New to RoR. I understand the principle of Rack, but nowhere can I find any coherent information on working in production and development environments.

    1 answer 1

    Environments - not the Rack level - it will work in all environments equally, exploitation is just a convenient means of organizing the project, its configuration files and gems for the development environment and server-side production.

    When developing, you may need various debug gems to facilitate the development and setup of hosts and accounts for local databases. In a production environment, on a server, you do not need half of gems, or vice versa, you may need monitoring gems or gems for a production server that are useless in a development-environment.

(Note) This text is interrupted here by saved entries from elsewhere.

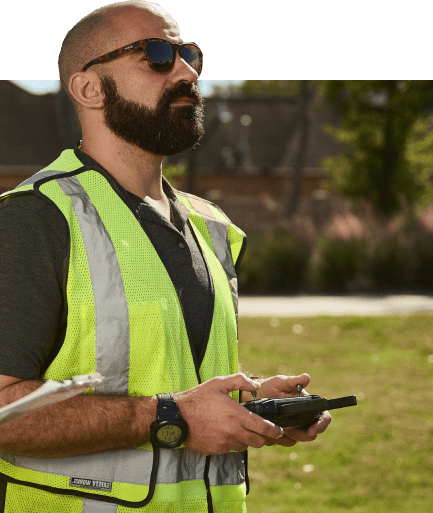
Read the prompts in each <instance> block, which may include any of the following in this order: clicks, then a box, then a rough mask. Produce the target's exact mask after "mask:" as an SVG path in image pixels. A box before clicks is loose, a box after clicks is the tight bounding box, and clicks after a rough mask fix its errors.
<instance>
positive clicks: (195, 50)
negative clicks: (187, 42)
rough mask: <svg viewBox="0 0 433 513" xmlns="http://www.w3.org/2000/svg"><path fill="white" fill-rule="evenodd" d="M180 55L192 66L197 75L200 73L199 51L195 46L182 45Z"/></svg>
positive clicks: (200, 71)
mask: <svg viewBox="0 0 433 513" xmlns="http://www.w3.org/2000/svg"><path fill="white" fill-rule="evenodd" d="M180 56H181V57H182V59H183V60H184V61H185V62H187V63H188V64H189V65H190V66H191V68H193V69H194V70H195V71H196V72H197V73H198V74H199V75H200V73H201V61H200V52H199V51H198V50H197V48H196V47H195V46H192V45H185V46H182V48H181V51H180Z"/></svg>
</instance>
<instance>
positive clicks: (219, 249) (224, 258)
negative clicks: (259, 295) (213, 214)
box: [187, 196, 238, 325]
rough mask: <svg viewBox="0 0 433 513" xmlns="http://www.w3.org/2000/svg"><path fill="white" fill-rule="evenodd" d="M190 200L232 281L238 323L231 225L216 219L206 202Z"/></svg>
mask: <svg viewBox="0 0 433 513" xmlns="http://www.w3.org/2000/svg"><path fill="white" fill-rule="evenodd" d="M187 198H188V201H189V202H190V203H191V205H192V206H193V207H194V209H195V210H197V212H199V213H200V215H201V216H202V217H203V219H204V220H205V222H206V227H207V229H208V232H209V235H210V238H211V241H212V247H213V249H214V251H215V255H216V256H217V258H218V260H219V261H220V264H221V265H222V267H223V269H224V271H225V273H226V275H227V279H228V280H229V283H230V289H231V292H232V296H233V303H234V306H235V313H236V325H237V323H238V278H237V275H236V270H235V264H234V263H233V257H232V252H231V249H230V239H229V225H228V223H225V222H224V221H220V220H219V219H216V218H215V216H214V215H213V213H212V211H211V209H210V208H209V207H208V206H207V205H206V203H204V202H202V201H199V200H197V199H195V198H193V197H191V196H187Z"/></svg>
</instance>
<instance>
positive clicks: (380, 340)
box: [239, 315, 433, 513]
mask: <svg viewBox="0 0 433 513" xmlns="http://www.w3.org/2000/svg"><path fill="white" fill-rule="evenodd" d="M432 321H433V317H432V316H431V315H413V316H389V317H300V318H278V319H277V318H269V317H262V318H250V317H243V316H241V317H240V318H239V358H240V362H241V365H242V368H243V369H244V370H245V371H247V372H251V373H252V374H253V375H260V374H264V375H268V376H272V375H277V374H286V375H295V374H301V373H302V372H308V373H309V374H310V376H311V383H310V385H309V387H308V388H307V390H308V391H309V392H310V393H311V394H319V395H321V396H322V397H328V398H333V397H339V396H344V395H349V394H355V395H356V396H357V399H358V405H357V406H355V407H353V408H345V409H341V410H335V411H332V412H331V414H332V423H331V425H330V427H329V428H328V429H327V431H325V433H323V434H321V435H319V436H318V437H317V439H316V440H315V441H313V442H309V443H298V444H297V445H295V446H294V447H289V448H284V447H263V448H262V449H253V448H250V449H249V451H248V453H249V458H248V459H249V474H250V494H249V496H248V497H247V508H248V513H271V512H272V513H287V511H293V512H303V513H316V512H318V511H319V512H320V513H335V512H340V511H351V512H352V513H389V512H390V511H392V512H393V513H407V512H408V511H413V512H417V513H428V512H429V511H430V510H431V475H432V472H433V460H432V458H431V454H432V451H433V434H432V432H433V421H432V419H431V414H430V411H429V409H428V408H426V404H427V405H428V404H431V402H432V401H433V389H432V387H431V372H432V369H433V363H432V361H433V360H432V357H431V355H433V337H432ZM414 376H416V379H414Z"/></svg>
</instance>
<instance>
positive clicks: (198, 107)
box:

    Superfluous gems will just in vain take up space on the disk and in memory. In addition, locally and to the server, you need other settings for databases. Often, environments are used to define different Web servers in operational and development environments. For example, you can use the Webrick server or thin server locally, and in the production environment of the Unicorn or Puma server.

    In addition to production and development, you can enter your own environments. For example, a staging environment is often used for a demonstration test server, where you first check the performance, demonstrate the best practices to the customer before rolling them out to the production server. Often resort to a test-environment in which tests are driven. The latter is due to the fact that in order to isolate tests, they often delete the contents of the database before each new test — it is important that such deletion does not concern your development-database, or even God forbid a production-database.

    Those. environments are just a convenient way to organize work on a project, different modes of operation of your application. Rack will work equally in all environments.